There is something about Joanna Scanlan that makes me grin like a chimp whenever I see her on screen. It’s not because she’s always playing happy, punch-line heavy parts – far from it – but because she makes all her characters so brilliantly deadpan, that they are always hilarious, and often quite moving. If I were a TV writer I would probably stalk her until she agreed to be in my show.

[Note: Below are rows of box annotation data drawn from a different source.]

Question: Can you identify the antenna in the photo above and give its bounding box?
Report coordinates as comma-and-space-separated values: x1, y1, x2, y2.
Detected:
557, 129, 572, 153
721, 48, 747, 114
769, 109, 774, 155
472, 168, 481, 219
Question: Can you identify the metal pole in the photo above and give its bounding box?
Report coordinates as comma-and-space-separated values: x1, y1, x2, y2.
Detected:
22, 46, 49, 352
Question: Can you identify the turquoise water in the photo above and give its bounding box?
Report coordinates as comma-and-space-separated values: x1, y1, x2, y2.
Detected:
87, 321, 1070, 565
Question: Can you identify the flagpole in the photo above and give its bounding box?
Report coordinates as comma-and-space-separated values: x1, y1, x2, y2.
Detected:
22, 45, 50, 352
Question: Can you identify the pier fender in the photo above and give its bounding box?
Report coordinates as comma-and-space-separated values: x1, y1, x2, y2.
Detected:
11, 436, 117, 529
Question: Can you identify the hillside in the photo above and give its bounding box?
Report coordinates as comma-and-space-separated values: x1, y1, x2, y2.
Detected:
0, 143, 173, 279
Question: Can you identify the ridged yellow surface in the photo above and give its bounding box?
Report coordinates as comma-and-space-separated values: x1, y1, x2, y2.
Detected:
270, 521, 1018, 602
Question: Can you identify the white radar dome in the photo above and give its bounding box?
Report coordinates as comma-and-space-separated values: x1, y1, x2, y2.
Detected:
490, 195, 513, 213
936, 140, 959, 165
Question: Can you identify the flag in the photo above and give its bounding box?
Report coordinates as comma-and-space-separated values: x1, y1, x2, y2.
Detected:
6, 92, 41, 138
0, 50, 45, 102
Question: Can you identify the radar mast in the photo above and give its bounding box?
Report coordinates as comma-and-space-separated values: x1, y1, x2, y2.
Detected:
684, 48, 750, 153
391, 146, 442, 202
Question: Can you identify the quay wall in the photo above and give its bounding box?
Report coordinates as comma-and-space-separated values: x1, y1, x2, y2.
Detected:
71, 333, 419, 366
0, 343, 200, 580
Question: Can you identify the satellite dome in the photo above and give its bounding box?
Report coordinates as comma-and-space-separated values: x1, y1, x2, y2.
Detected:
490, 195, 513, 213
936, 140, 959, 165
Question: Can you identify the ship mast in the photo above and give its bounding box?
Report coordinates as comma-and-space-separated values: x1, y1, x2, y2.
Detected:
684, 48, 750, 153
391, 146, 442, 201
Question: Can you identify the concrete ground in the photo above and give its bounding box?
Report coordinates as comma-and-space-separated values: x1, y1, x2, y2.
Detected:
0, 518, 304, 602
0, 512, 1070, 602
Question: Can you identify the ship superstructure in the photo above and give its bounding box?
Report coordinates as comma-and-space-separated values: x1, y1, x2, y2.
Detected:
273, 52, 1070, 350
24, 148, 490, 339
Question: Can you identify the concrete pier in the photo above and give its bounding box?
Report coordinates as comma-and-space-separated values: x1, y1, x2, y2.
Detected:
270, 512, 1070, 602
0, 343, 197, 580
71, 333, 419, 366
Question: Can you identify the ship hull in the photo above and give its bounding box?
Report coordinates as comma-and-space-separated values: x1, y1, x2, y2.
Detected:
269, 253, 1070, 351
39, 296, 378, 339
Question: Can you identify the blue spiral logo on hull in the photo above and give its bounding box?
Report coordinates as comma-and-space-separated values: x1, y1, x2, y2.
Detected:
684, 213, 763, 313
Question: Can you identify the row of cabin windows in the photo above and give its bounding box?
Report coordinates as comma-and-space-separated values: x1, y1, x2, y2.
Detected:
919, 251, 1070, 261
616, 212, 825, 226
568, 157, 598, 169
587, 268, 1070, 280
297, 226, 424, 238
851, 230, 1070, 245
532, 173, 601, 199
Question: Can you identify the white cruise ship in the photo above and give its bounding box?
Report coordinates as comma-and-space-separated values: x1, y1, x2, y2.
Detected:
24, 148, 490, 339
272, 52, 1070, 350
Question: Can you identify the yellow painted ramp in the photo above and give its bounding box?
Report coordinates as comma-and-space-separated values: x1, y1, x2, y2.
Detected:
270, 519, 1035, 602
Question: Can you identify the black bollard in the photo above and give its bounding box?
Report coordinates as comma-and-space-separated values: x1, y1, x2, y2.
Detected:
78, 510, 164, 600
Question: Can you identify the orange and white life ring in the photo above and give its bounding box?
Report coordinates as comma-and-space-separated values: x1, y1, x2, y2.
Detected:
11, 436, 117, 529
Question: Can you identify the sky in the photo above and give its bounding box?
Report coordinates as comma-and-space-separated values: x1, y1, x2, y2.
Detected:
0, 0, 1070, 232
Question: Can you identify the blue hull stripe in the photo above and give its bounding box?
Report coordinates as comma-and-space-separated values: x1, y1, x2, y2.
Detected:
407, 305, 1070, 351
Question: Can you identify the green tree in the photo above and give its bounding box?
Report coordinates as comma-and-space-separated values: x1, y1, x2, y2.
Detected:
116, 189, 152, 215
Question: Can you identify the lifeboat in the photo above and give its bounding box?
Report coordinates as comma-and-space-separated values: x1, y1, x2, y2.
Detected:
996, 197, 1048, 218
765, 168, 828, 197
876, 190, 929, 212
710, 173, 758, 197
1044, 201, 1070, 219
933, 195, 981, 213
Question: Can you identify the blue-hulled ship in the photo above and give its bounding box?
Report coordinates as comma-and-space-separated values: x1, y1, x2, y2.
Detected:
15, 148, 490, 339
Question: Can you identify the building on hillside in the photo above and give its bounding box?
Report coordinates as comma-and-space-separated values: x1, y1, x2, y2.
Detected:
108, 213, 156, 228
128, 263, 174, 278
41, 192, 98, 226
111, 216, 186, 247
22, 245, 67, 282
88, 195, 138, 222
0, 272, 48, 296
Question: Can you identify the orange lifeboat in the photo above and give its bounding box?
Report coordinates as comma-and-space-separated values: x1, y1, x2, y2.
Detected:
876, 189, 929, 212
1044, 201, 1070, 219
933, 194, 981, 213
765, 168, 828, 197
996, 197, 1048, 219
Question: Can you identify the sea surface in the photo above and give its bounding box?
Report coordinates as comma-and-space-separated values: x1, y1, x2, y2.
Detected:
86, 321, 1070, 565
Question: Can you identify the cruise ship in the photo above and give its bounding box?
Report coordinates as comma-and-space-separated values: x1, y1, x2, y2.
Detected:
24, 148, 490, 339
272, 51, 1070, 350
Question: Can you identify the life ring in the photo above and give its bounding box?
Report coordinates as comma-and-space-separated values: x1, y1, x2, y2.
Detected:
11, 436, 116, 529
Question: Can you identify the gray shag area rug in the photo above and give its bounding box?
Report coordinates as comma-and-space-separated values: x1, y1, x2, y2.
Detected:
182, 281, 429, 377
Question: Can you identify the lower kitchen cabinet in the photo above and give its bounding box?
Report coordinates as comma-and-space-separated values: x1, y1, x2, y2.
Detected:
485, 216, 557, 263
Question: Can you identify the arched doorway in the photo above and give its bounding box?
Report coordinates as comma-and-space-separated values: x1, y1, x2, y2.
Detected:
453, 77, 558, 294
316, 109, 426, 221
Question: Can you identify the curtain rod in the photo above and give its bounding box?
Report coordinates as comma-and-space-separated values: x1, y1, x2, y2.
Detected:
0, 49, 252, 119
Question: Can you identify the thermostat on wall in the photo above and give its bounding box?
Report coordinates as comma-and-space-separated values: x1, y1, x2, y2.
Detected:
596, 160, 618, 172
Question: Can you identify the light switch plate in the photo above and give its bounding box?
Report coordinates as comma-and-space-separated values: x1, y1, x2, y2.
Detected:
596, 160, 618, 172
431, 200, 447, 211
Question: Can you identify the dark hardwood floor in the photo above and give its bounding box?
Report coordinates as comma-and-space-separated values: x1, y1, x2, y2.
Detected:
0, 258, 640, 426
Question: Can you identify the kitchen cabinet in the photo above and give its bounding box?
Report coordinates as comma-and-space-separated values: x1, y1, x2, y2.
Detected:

In her most high-profile role to date, after years of smaller parts, Scanlan was hilarious as fed-up jobsworth PR Terri in The Thick of It. It was a spot-on performance, both painful and glorious to watch. You could really feel her despair as she was forced to write yet another terrible, jargon-packed press release for a bunch of squabbling nightmarish ministers. One of her best lines is when she’s asked to put together an official press release by 6pm for the “Networked Nation” policy (No, not even Terri knows what that is). “I know you think I’m being obstructive but I cannot and will not do as you ask,” she says flatly. I’m certain half the country cheered her on in solidarity with this fellow put-upon office worker.
Scanlan has said she always researches her parts to get a real feel for how her character would think and behave. And you can tell. In preparation for playing the commanding, sensual DI Viv Deering in Paul Abbott’s black comedy No Offence, she went to quite some lengths to understand what it means to be a police officer.
“I’ve always been a bit leftie and a bit ‘fascist pigs,” she said at the launch of the Channel 4 show. “And I’d met these police officers and spent quite a lot of time with them and I was in awe of them. All the solidity they have, the way their feet were firmly planted on the ground, and a sense they were able to take control of a situation. I spent time thinking what it is to be a police officer, how you stand, how you meet out justice…”
So when Viv sings ballads as she pees, and mixes up her minty mouth spray and vaginal deodorant, and has a practical joke played on her in the second episode (just wait, it’s a great scene), we’re never laughing at her so much as quietly admiring her total unflappability. There’s a bit of Scanlan in Viv, just daring you to mock her. Of course, lots of the respect the character commands is down to the writing, but the same part in another actor’s hands would be far less affecting.
Perhaps the greatest of Scanlan’s roles, however, is as ward sister Den Flixter in her co-written NHS sitcom Getting On. She is truly irritating, status-obsessed and delusional in the BBC4 show, occasionally annoying even the calm, good natured nurse Kim Wilde (Jo Brand). Den isn’t a bad person, but she is a bad nurse. Yet even as someone you’d quite like to throttle, Scanlan’s Den is played with great humanity as well as comedy. When, for a while, Den fancies matron Hilary Loftus, the rejection she suffers is surprisingly sad.
And then there’s Scanlan’s greatness not just as a comic actress, but as a real-life person. She seems like the sort of woman you could happily have round to a family Christmas lunch, however awkward. When pondering her role as a nurse on BBC’s website, Scanlan said: “I am forced to conclude that fleshly proportions are often misconstrued as signs of selfless altruistic beneficence, kindness and care. This is ironic, because in real life I am not that nice. I am the bad Samaritan who didn’t answer the phone. Whilst I still cling on to my BMI of 39 I remain stonily unmoved by the plight of the unfortunate. As my few friends and many enemies will tell you, I am as grasping as the next woman, primarily motivated by sex, money and power.”
And that exemplifies Scanlan’s knack for deadpan comedy, but also her refreshing lack of vanity. Her feet firmly on the ground, she didn’t get her big break until her 40s and says she still doesn’t really think of herself as funny. Perhaps with yet another spot-on role in No Offence, she’ll realise that the whole country begs to differ. I can’t believe it took TV land quite so long to catch on.